Pakistan on Tuesday (4) elected a close ally of prime minister Imran Khan as its new president, further cementing the ruling party's power after a controversial general election victory.
Former dentist Arif Alvi, one of the founders of Khan's Pakistan Tehreek-e-Insaf (PTI) party, will replace Mamnoon Hussain after the vote by more than a thousand lawmakers from both houses of parliament and the four provincial assemblies.
Former cricket champion Khan became prime minister last month following his party's controversial victory in the mid-July parliamentary elections.
Khan's critics accuse him of having benefited from an underhand intervention by the military in his favour, and from fraud on the day of the vote.
State-run Pakistan television announced the unofficial results just over an hour after the voting ended Tuesday, with Alvi claiming victory in televised remarks.

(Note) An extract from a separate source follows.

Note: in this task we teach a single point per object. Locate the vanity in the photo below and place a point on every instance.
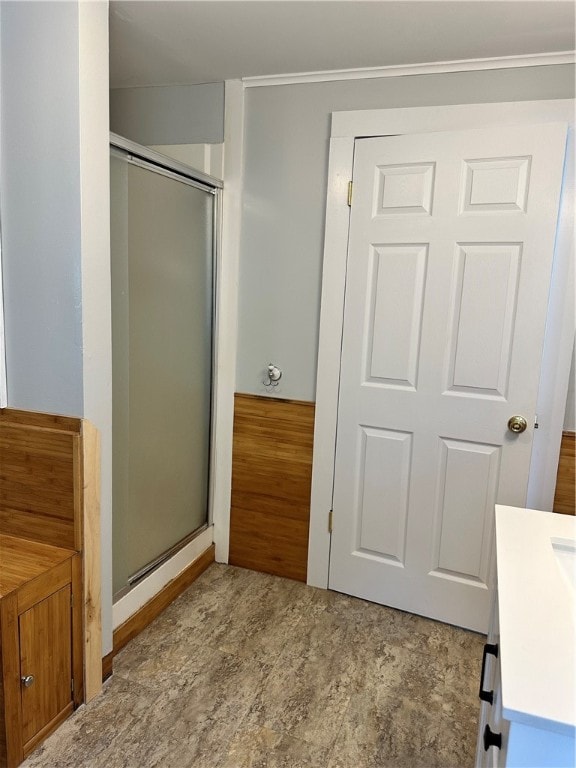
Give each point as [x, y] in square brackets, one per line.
[528, 679]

The official result is expected to be announced by the election commission on Wednesday.
Alvi told reporters he was "thankful to God", and vowed to be a president for all of Pakistan. TV footage showed him shaking hands with parliamentarians after the vote, with many handing him sweets in celebration.
Hussain, a close ally of ousted premier Nawaz Sharif, had kept a low profile during his tenure.
Alvi, a father of four and active Twitter user, was shot and wounded during a protest against military dictator Ayub Khan in Lahore in 1969. He still has a bullet embedded in his right arm.
He studied at the University of Michigan and the University of the Pacific in San Francisco, as well as in Lahore, before making a career as a dentist and then entering politics.
He served as PTI's secretary general for eight years from 2006, and was elected an MP in the southern megacity of Karachi in 2013, winning re-election in the July vote.
- Balance of power -
Pakistani presidents wielded more power until president Asif Ali Zardari, the husband of assassinated premier Benazir Bhutto, took office in 2008 and devolved most of his powers to his prime minister Yousaf Raza Gilani.
Political analyst Sohail Warraich said the president's role is now to act as a bridge between the federal government and the provinces, adding that Alvi's status as a member of middle-class Pakistan would endear him further to Khan.
"In Pakistan, middle-class presidents don't revolt against prime ministers," he said.
Alvi's opponent Maulana Fazlur Rehman of the Jamiat Ulema-i-Islam, an opposition party backed by the ousted Pakistan Muslim League-Nawaz (PML-N), came second in the vote.
Nuclear-armed Pakistan, a Muslim giant of more than 207 million people, has seen security improve dramatically in recent years after a decade-long struggle against Islamist extremism.
But Khan's government now faces major challenges, with the country teetering on the edge of a balance-of-payments crisis that analysts say could force it to seek an IMF bailout.
Pakistan is also among the world's worst affected countries by global warming, and is facing a shortage of water exacerbated by its surging population.